The game begins with $n$ coins.
- Every round we pay 1 dollar, toss all the $n$ coins, and remove the $T$ coins which landed in Tail.
- Then we start over with the remainder $n-T$ coins until there are no more coins.
- You receive a prize $P$ when the Game ends (All coins landed Tails in any of the throws)
The excercise is to find the fair price of the final prize $P$ given $n$ (price in which in long term both players do not lose or earn any money from playing)
For n = 1 I thought on:
Coin toss | Probability | Total paid |
---|---|---|
T | $1/2$ | 1 |
HT | $1/4$ | 2 |
HHT | $1/8$ | 3 |
HHHT | $1/16$ | 4 |
HHHHT | $1/32$ | 5 |
HHHHHT | $1/64$ | 6 |
... | ... | ... |
With $P(n=1) = \sum_{n=1}^{\infty}(\frac{n}{2^n}) = 2$
So the Fair Prize of this game for $n=1$ is 2 dollars.

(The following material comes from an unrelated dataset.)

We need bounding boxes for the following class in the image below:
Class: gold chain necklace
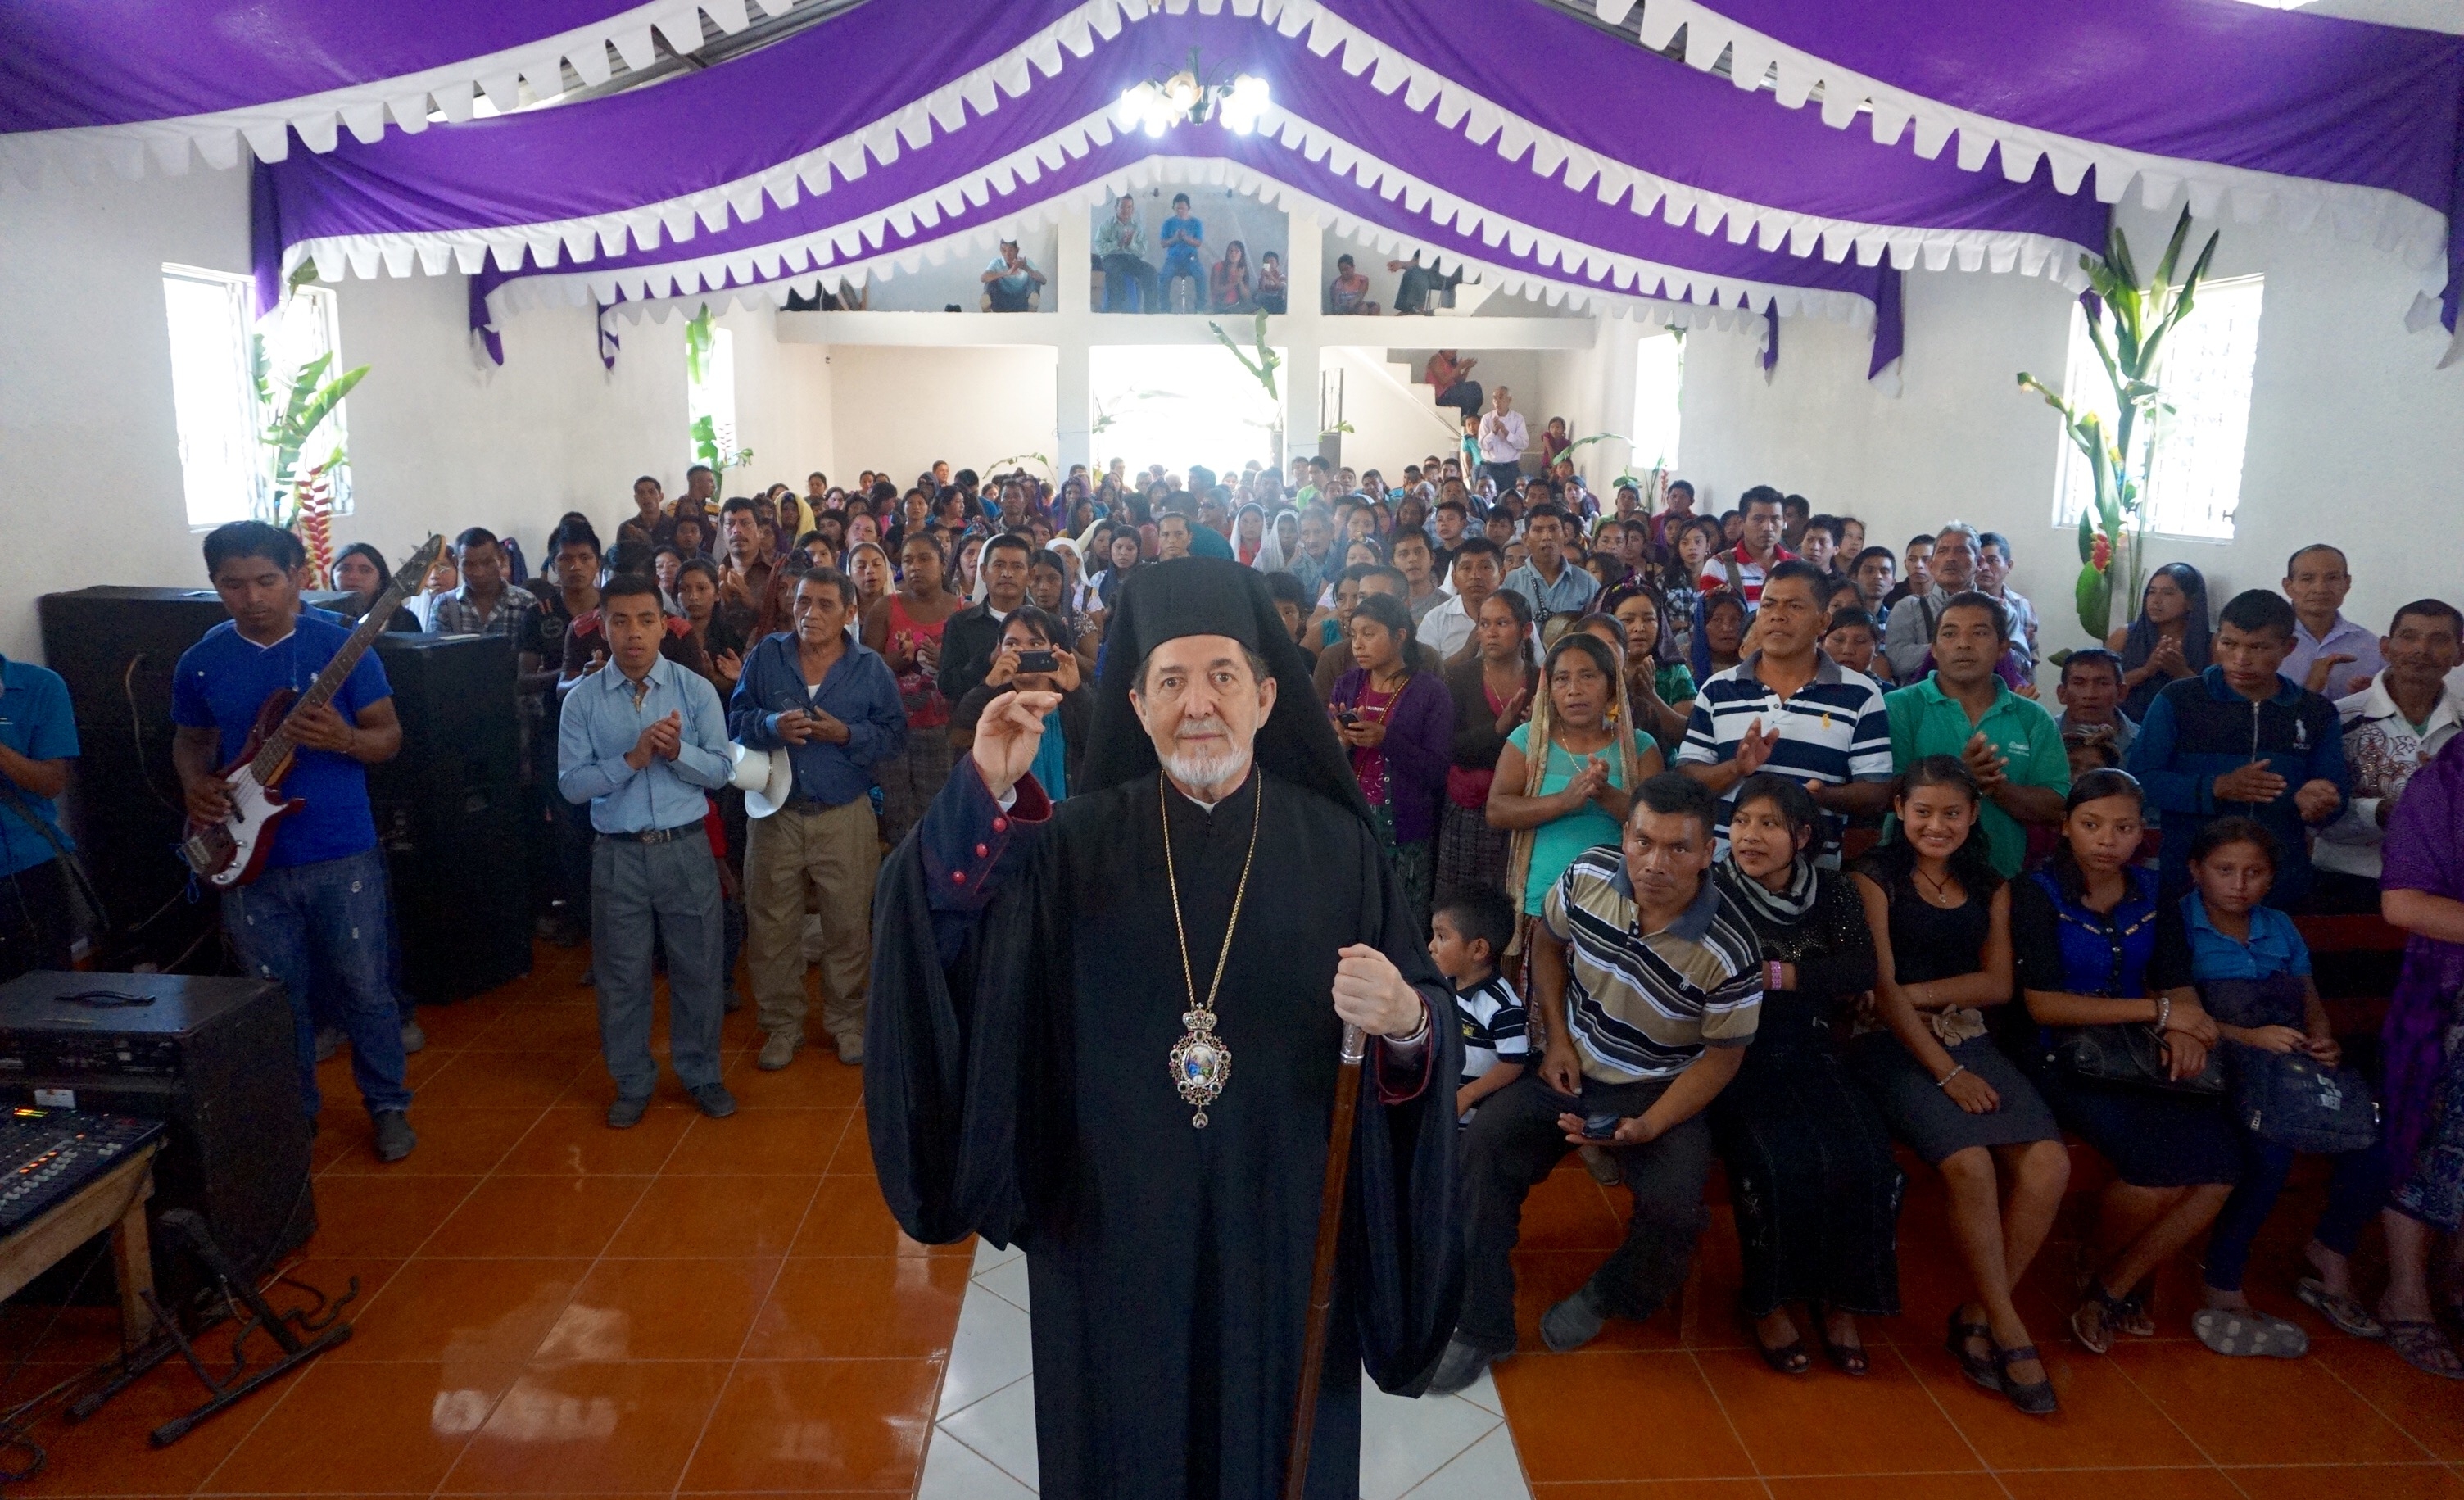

How can it be calculated for a higher amount of initial coins? lets say $n=2$ or $n=16$.
My thoughts until now are, for 2 coins, in the first toss:
Coin results | probability | thoughts |
---|---|---|
(HH) | 1/4 | which I don't know how to proceed, because is recurrent, as with the 1 coin example |
(HT) | 1/4 | the price of one coin |
(TH) | 1/4 | same, price of one coin |
(TT) | 1/4 | we finish the game, so you receive the prize. |
Any thoughts?
Clues on how to push this to higher dimensions?